The present work seeks to provide insights regarding the potential clinical benefits of ADC bystander effects. The choice whether the design of ADCs should include bystander capabilities is a complex balance between efficacy and toxicity. Mechanisms of toxicity may include free payload washout, deconjugation of payload from the antibody in circulation, non-specific ADC targeting, and hepatic clearance. To build evidence for or against the use of bystander payloads, these mechanisms should be quantified alongside cellular exposure, which is itself highly dependent on the characteristics of the ADC and the tumor. In general, experiments providing estimates of the kinetic parameters for a particular antibody, linker, payload, and cell line would be of great benefit in the application of the present model in support of decision making for design of ADCs.

Conclusion

ADCs have a complex design space based on the choice of antibody, linker, and payload, and improved quantitative tools for drug development are needed.
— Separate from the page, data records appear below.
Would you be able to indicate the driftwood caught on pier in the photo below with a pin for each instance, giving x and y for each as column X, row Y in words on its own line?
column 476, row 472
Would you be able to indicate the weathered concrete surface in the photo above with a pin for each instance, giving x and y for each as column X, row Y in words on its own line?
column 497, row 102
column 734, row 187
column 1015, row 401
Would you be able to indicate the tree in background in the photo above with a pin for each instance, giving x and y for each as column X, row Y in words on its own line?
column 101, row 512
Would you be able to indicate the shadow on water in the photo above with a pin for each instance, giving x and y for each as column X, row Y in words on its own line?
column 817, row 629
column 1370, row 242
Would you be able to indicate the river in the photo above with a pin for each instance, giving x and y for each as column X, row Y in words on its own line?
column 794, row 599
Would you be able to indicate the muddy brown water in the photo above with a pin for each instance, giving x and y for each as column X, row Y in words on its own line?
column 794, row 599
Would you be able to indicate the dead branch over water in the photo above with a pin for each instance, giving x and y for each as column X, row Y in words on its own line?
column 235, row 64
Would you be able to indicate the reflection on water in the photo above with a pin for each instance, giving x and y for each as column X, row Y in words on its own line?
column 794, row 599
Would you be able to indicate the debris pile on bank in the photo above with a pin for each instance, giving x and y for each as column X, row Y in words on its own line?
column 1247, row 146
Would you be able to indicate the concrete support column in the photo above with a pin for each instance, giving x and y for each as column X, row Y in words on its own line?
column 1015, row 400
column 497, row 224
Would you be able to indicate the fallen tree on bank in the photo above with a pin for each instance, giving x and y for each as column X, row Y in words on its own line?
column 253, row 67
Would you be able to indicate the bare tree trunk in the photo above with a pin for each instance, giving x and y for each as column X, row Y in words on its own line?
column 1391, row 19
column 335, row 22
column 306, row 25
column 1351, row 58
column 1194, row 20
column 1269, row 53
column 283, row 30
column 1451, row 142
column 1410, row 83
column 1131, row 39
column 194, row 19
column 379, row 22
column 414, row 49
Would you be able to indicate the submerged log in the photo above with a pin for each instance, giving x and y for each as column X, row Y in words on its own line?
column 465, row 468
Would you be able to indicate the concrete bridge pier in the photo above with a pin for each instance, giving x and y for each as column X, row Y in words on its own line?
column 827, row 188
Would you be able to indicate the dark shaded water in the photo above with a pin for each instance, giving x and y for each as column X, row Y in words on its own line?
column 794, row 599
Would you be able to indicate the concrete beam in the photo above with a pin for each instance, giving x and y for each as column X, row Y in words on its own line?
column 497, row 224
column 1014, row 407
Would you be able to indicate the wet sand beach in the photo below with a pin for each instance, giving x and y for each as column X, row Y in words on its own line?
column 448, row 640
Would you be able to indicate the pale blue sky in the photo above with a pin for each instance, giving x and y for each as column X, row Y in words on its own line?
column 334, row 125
Predicting the effectiveness of ADCs in solid vascularized tumors requires consideration of spatial gradients in concentration around vessels. The model presented here provides a novel approach for predicting the distribution of ADCs and payloads in tumor tissues including bystander effects, taking into account the heterogeneous structure of the tumor vasculature and the kinetics of the ADC and payload. The model has potential application in the development of more effective ADCs for use in treating solid tumors.